The car had a rich leather interior, with a huge bass system in the back, it was a low, sporty car, and there were gadgets all over the dashboard.
But the best thing about the car was it was warm. I got in and tiredness washed over me, and no matter how hard I tried to keep them open, my eyes shut in the end.
“Lily, please, come back, you have nowhere to go and we’re all worried about you... please, call us at least.” I hung up on the answering machine, after leaving yet another message and went to my bunk.
I buried my face in my pillow and cried, hoping to at least sleep.
Mikey would be home in a few more days, it turned out the aesthetic hadn’t worked, he’d felt everything that had happened. I couldn’t imagine the pain my brother had been through, and I knew I’d have to make it up to him somehow.
Frank was visiting Mikey now, and apparently Mikes had said he didn’t want to see me.

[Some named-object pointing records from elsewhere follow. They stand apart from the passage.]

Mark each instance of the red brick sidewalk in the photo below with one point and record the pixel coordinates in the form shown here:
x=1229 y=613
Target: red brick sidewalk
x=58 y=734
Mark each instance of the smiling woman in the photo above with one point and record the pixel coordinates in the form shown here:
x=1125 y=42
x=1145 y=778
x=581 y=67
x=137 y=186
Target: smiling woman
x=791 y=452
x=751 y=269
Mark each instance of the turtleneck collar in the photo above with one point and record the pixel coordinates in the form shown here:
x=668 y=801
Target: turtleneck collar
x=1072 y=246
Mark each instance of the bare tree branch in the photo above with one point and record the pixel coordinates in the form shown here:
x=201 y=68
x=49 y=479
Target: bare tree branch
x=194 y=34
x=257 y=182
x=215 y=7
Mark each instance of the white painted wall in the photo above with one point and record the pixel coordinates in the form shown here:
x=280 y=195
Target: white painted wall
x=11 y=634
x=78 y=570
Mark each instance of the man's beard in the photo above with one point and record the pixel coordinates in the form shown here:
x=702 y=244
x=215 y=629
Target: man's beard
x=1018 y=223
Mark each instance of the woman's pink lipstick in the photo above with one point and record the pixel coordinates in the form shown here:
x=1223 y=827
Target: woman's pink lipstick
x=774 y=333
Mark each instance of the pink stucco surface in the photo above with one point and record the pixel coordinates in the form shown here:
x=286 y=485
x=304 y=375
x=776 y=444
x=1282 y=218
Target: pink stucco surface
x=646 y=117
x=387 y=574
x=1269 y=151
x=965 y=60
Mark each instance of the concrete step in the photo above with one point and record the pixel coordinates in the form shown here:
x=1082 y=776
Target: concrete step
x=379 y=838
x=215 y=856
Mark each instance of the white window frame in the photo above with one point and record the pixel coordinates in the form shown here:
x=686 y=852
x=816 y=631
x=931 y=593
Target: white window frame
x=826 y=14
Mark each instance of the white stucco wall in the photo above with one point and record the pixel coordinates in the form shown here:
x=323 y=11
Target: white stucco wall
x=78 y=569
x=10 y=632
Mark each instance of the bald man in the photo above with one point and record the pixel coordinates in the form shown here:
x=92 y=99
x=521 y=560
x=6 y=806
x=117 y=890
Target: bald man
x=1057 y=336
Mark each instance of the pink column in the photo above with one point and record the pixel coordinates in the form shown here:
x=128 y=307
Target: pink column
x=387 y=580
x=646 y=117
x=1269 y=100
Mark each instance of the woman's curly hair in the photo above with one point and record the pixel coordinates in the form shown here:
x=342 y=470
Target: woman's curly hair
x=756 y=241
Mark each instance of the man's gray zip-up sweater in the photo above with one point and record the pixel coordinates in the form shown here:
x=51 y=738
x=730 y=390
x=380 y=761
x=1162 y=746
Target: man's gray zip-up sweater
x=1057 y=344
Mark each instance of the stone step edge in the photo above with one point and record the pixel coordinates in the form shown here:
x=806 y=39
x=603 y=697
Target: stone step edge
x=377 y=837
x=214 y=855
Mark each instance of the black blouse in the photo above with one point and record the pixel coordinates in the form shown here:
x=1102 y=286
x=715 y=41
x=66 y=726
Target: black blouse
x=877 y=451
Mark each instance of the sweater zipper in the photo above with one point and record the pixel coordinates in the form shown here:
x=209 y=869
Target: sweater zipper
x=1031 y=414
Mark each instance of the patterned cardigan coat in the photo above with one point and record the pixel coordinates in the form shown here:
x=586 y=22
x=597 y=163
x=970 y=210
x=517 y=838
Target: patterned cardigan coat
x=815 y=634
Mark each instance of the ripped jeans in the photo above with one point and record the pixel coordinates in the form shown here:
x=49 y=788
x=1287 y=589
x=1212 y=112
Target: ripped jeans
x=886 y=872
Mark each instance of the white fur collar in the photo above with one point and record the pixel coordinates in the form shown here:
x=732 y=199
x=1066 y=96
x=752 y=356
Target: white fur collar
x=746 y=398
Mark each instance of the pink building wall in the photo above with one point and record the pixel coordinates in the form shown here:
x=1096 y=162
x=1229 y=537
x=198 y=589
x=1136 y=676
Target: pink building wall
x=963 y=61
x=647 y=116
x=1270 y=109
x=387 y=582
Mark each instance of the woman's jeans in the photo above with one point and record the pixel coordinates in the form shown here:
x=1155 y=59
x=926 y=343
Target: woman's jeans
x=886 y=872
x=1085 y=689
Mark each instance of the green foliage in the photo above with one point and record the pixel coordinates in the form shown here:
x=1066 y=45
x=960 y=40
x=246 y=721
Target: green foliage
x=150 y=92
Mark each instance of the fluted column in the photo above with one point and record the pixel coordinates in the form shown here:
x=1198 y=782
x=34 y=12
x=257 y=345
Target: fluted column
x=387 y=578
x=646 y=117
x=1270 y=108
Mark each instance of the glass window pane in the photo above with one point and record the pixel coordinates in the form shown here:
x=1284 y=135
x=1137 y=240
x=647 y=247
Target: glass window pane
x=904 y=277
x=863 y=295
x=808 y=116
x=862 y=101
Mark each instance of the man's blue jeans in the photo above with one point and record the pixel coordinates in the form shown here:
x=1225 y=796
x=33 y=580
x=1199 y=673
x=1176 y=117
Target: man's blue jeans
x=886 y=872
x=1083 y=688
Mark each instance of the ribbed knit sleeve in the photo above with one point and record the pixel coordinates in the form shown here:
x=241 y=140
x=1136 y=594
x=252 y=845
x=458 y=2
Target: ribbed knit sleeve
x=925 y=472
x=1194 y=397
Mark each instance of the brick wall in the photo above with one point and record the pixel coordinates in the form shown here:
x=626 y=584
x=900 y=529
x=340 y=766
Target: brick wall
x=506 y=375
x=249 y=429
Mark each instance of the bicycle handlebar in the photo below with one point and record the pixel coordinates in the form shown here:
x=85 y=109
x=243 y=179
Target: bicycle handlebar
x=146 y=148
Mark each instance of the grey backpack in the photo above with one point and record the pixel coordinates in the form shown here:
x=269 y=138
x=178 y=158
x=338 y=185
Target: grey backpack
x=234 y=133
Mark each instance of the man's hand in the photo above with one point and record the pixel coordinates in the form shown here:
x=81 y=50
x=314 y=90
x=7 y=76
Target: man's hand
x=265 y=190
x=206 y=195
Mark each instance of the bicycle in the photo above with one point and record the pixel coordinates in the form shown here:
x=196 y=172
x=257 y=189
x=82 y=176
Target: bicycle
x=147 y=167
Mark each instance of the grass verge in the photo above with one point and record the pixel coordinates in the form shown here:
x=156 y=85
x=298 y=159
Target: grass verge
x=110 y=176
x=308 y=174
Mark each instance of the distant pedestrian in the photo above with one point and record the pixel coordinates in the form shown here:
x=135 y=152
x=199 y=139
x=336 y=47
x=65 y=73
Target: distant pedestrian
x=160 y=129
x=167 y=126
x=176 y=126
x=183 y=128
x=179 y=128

That’s why I was here on the bus instead of at the hospital.
I rolled over so I was facing the wall and saw the small sketch of Lily I’d done.
I single tear rolled down my cheek, I missed her.
I wanted her back.
Frank perched on the end of my bed, as I fiddled with my sheets. The silence was awkward. Frank broke it
“Why did he do it though Mikey?”
“I told you Frank... he just hit me, for no reason. I have absolutely no idea, he just lashed out, you know?”
I mentally grinned. Of course that wasn’t what had happened at all, but I was acting to my plan.
“Yeah but, I never knew Gerard to lash out unprovoked...” he trailed off looking unsure
“Yeah? Well he obviously did, or I wouldn’t be here” I snapped.
And with that, the silence was resumed.